Previous studies have investigated whether the functions of Fak and Cas are required for Yersinia uptake. Fak^-/- cells have been shown to be deficient in uptake of invasin-coated beads(Alrutz and Isberg, 1998) and HeLa cells expressing a dominant inhibitory variant of Cas were found to be defective in uptake of Y. pseudotuberculosis(Weidow et al., 2000). Nevertheless, important questions remain regarding the role of Cas and Fak in the process of Yersinia uptake. For example, although Fak has been implicated in invasin-mediated phagocytosis (Alrutz and Isberg, 1998), it has not yet been determined whether Fak and its downstream effectors are actually involved in uptake of live Y. pseudotuberculosis. Additionally, although Cas-Crk-Rac signaling has been shown to be important for Yersinia uptake in HeLa cells(Weidow et al., 2000), the events upstream of Cas phosphorylation have yet to be fully elucidated.
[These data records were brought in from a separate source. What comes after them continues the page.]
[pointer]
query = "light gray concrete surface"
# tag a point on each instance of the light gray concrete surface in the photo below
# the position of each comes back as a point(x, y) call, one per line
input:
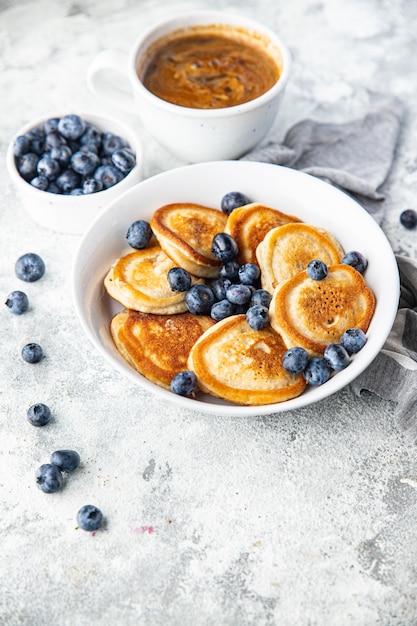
point(305, 518)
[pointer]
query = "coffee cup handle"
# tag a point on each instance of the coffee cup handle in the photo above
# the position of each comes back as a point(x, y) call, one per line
point(99, 81)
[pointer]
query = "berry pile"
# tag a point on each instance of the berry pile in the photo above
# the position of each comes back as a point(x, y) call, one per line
point(69, 156)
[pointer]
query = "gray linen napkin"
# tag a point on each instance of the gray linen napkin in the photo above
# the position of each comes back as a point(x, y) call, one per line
point(357, 156)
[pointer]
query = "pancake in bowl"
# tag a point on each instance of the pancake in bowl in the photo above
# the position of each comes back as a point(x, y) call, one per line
point(139, 282)
point(185, 232)
point(249, 224)
point(236, 363)
point(288, 249)
point(314, 313)
point(157, 346)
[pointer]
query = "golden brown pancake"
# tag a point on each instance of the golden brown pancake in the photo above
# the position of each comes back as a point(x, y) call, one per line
point(157, 345)
point(287, 250)
point(314, 313)
point(185, 231)
point(236, 363)
point(249, 224)
point(139, 281)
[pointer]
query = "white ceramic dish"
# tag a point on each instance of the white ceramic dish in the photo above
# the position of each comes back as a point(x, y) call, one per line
point(290, 191)
point(74, 214)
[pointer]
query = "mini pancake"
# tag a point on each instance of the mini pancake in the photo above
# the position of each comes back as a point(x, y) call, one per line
point(314, 313)
point(185, 232)
point(287, 250)
point(249, 224)
point(157, 346)
point(139, 281)
point(236, 363)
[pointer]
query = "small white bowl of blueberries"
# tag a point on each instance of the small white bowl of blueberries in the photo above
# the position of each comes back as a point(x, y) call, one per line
point(68, 167)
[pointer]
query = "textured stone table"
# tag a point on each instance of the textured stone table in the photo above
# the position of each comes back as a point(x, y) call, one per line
point(298, 519)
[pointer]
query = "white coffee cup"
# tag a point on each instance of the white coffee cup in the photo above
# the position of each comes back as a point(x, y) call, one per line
point(192, 134)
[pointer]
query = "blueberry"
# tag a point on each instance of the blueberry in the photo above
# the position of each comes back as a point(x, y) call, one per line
point(408, 218)
point(239, 294)
point(49, 478)
point(139, 234)
point(40, 182)
point(336, 356)
point(109, 175)
point(233, 200)
point(224, 247)
point(356, 260)
point(222, 309)
point(111, 143)
point(199, 299)
point(62, 154)
point(179, 279)
point(65, 460)
point(91, 185)
point(257, 316)
point(89, 518)
point(317, 372)
point(21, 145)
point(249, 273)
point(18, 302)
point(68, 180)
point(26, 165)
point(184, 383)
point(353, 339)
point(32, 353)
point(48, 167)
point(39, 414)
point(220, 287)
point(84, 162)
point(229, 270)
point(262, 297)
point(71, 126)
point(294, 360)
point(30, 267)
point(317, 270)
point(123, 159)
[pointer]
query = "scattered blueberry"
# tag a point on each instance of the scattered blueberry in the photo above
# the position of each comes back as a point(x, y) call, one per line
point(49, 478)
point(262, 297)
point(224, 247)
point(233, 200)
point(30, 267)
point(239, 294)
point(353, 340)
point(294, 360)
point(229, 270)
point(84, 162)
point(39, 414)
point(336, 356)
point(257, 316)
point(18, 302)
point(356, 260)
point(89, 518)
point(184, 383)
point(65, 460)
point(199, 299)
point(139, 234)
point(32, 353)
point(222, 309)
point(71, 126)
point(179, 279)
point(408, 218)
point(317, 372)
point(317, 270)
point(249, 273)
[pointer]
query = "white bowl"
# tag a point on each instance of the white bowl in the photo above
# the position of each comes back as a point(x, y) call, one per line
point(288, 190)
point(74, 214)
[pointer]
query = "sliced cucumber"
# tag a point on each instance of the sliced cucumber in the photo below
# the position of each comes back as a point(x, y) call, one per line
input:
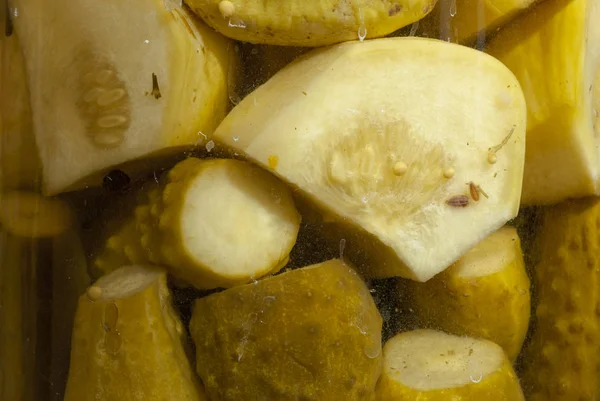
point(428, 365)
point(309, 334)
point(128, 342)
point(115, 81)
point(397, 129)
point(485, 294)
point(308, 23)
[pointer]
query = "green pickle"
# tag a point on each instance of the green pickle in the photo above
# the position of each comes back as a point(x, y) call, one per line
point(300, 200)
point(312, 334)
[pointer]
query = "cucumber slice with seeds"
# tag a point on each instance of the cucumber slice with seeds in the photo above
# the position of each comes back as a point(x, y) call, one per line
point(122, 81)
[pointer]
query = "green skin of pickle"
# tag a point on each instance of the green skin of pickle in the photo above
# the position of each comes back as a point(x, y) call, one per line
point(149, 359)
point(309, 334)
point(154, 234)
point(562, 360)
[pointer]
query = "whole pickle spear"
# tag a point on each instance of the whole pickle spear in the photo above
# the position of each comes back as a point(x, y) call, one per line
point(309, 334)
point(561, 361)
point(128, 342)
point(308, 23)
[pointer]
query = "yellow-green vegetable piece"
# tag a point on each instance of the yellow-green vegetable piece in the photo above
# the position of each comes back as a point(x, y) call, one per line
point(128, 342)
point(562, 360)
point(308, 23)
point(308, 334)
point(464, 21)
point(19, 161)
point(485, 294)
point(554, 51)
point(391, 144)
point(126, 85)
point(213, 223)
point(429, 365)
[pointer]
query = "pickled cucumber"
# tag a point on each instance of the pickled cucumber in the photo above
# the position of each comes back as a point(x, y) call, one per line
point(561, 363)
point(428, 365)
point(13, 364)
point(214, 223)
point(463, 21)
point(372, 155)
point(28, 214)
point(121, 81)
point(308, 334)
point(555, 53)
point(128, 342)
point(19, 161)
point(485, 294)
point(70, 280)
point(308, 23)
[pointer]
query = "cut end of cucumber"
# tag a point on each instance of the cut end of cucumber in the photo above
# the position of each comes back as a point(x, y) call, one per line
point(431, 360)
point(28, 214)
point(124, 282)
point(373, 155)
point(493, 254)
point(238, 220)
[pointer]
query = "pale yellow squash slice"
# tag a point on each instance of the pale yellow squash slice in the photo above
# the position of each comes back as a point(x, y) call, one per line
point(385, 136)
point(114, 82)
point(428, 365)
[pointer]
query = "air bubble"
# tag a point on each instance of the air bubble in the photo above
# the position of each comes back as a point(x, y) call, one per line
point(170, 5)
point(111, 121)
point(104, 76)
point(111, 316)
point(452, 8)
point(362, 32)
point(112, 342)
point(236, 23)
point(372, 349)
point(476, 379)
point(93, 94)
point(108, 139)
point(413, 29)
point(111, 96)
point(342, 247)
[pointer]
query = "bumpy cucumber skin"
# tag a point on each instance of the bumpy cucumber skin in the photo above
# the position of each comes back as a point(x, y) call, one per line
point(310, 334)
point(502, 385)
point(311, 23)
point(494, 307)
point(154, 234)
point(563, 359)
point(461, 20)
point(150, 361)
point(547, 49)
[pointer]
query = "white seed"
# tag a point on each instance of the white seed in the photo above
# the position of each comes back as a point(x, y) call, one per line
point(449, 172)
point(108, 139)
point(111, 121)
point(94, 293)
point(400, 168)
point(104, 76)
point(93, 94)
point(110, 96)
point(226, 8)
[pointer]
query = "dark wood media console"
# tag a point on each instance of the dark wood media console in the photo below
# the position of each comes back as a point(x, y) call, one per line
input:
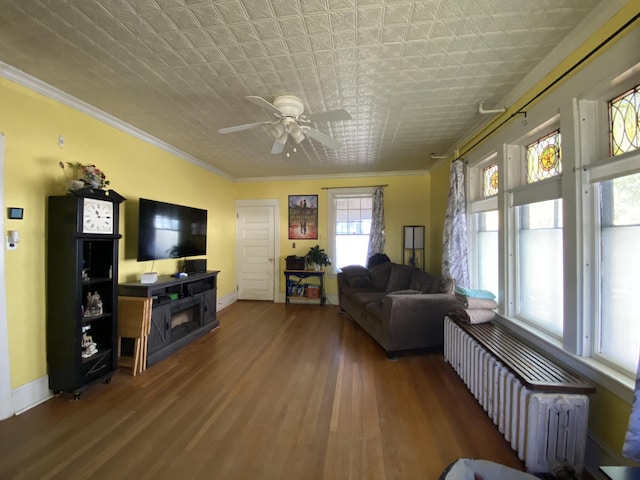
point(183, 310)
Since Fak and Cas function coordinately in the process of integrin-dependent migration, we hypothesized that Yersinia uptake may also require the concerted activities of both of these molecules. In this study, we shed light on the molecular pathways that are activated in response to Yersinia infection. First, we present evidence that both Fak and Cas play roles in the Yersinia uptake process and that Cas can in fact function in a novel pathway that is independent of Fak. Interestingly, in spite of this distinction, Fak and Cas appear to ultimately feed into a common Rac1-dependent signaling network. Blocking the function of either Fak or Cas induces similar morphological defects in Yersinia internalization, which are manifested by incomplete membrane protrusive activity that is consistent with an inhibition of Rac1 activity. We also provide evidence that Pyk2, which is expressed at high levels in Fak^-/- mouse embryo fibroblasts (MEFs)relative to other fibroblasts (Sieg et al., 1998), plays a role in the Cas-dependent Yersinia uptake pathway that is active in these cells. We show that inhibition of Pyk2 blocks Cas-dependent Yersinia uptake, and that, while Pyk2 autophosphorylation is increased in response to infection with a Yersinia strain that does not express YopH, this response is inhibited in the presence of YopH. These data suggest that catalytic activity and autophosphorylation of Pyk2 play an important role in the Cas-dependent Yersinia uptake process in Fak^-/- cells. Finally, we show that Pyk2 also functions in Yersinia uptake by macrophages, which express Pyk2 at levels comparable to those observed in Fak^-/- cells. Macrophages are important for clearing Y. pseudotuberculosis infections in vivo. Therefore, Pyk2 may be an integral part of the host response to Yersinia infections. Taken together,these data provide new insight into the host cellular signaling networks that are initiated upon infection with Y. pseudotuberculosis. Importantly,these findings also contribute to a better understanding of other cellular processes that involve actin remodeling, such as the host response to other microbial pathogens, cell adhesion and migration.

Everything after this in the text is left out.